Grazie alla sua versatilità e alla sua tecnica è considerato uno dei migliori bassisti al mondo.

È anche un apprezzato fotografo e ha pubblicato diversi libri che mostrano la sua vita “on the road”.

Ho iniziato la mia intervista chiedendo a Tony di parlarmi del ritorno dei Liquid Tension Experiment e del loro prossimo album, Liquid Tension Experiment 3, in uscita il 26 marzo. Inoltre, gli ho chiesto di raccontarmi un po’ delle sue esperienze con Peter Gabriel, Laura Nyro, Pink Floyd e, ovviamente, King Crimson e alcuni approfondimenti sul suo libro fotografico Images from a Life on the Road, recentemente pubblicato.

D .: Ci sono due elementi legati al tuo presente: il ritorno dei Liquid Tension Experiment e la pubblicazione del tuo libro “Images from a Life on the Road”. Cominciamo da LTE. Quasi alla fine del 2020, i Liquid Tension Experiment hanno annunciato il loro ritorno con un nuovo album. Questo ritorno avviene a più di 20 anni dall’uscita di “Liquid Tension Experiment 2”. Quando avete capito che era il momento giusto per tornare e chi ha fatto il primo passo in questa direzione?

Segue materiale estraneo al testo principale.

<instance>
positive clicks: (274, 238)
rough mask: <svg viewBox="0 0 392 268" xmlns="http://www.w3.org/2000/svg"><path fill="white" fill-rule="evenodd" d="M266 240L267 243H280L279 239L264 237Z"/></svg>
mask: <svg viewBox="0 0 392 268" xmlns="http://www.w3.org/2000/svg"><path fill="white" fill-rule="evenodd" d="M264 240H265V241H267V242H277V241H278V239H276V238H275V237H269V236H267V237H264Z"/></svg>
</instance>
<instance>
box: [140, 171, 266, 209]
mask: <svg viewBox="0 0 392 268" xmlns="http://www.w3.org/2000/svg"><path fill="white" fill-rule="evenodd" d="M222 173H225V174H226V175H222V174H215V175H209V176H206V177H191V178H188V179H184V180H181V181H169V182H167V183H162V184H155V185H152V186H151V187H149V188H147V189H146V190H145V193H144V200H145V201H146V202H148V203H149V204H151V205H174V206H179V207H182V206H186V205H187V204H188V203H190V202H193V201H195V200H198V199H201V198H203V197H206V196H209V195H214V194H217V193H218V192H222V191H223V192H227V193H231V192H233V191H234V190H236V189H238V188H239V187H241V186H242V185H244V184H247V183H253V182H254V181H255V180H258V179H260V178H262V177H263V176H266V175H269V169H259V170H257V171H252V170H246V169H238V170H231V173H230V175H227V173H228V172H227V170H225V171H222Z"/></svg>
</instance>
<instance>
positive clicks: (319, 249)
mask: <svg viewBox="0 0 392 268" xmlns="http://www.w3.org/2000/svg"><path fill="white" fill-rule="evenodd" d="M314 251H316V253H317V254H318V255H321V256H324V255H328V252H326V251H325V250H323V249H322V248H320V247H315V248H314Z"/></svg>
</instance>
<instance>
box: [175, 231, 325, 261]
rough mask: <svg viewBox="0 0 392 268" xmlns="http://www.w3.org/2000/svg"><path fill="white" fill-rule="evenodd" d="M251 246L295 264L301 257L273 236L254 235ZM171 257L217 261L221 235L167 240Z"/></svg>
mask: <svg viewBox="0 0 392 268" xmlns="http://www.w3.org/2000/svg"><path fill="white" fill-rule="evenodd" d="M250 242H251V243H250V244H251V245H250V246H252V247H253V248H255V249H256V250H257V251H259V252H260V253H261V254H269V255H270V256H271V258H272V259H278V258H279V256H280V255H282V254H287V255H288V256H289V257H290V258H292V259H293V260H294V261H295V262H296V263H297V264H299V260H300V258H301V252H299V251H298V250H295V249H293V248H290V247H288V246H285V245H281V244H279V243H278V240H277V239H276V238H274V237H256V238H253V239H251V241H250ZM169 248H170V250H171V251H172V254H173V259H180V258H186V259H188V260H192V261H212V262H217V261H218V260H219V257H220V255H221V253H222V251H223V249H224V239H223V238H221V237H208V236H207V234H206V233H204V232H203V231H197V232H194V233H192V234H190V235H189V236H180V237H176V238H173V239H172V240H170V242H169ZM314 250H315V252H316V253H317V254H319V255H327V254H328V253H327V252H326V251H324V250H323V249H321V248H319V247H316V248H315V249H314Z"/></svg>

T.L .: Avevamo in mente di tornare già da alcuni anni. Andiamo tutti molto d’accordo e ci siamo sempre divertiti a suonare insieme. C’è quindi sempre stata questa possibilità. La tempistica è stata determinata da ciò che accade in ogni band e dal fatto che ogni membro dei Liquidi Tension Experiment è parte attiva anche in altri gruppi. Quindi, se non fosse stato per il lockdown, chissà quando avremmo potuto trovare qualche settimana per lavorare insieme. Sono stati Jordan (Rudess) e Mike (Portnoy) a discuterne e a scrivere a me e a John. Abbiamo subito colto al volo l’occasione e ci siamo messi al lavoro.

D .: Chi ha composto i brani e quanto tempo ci è voluto per registrare l’album?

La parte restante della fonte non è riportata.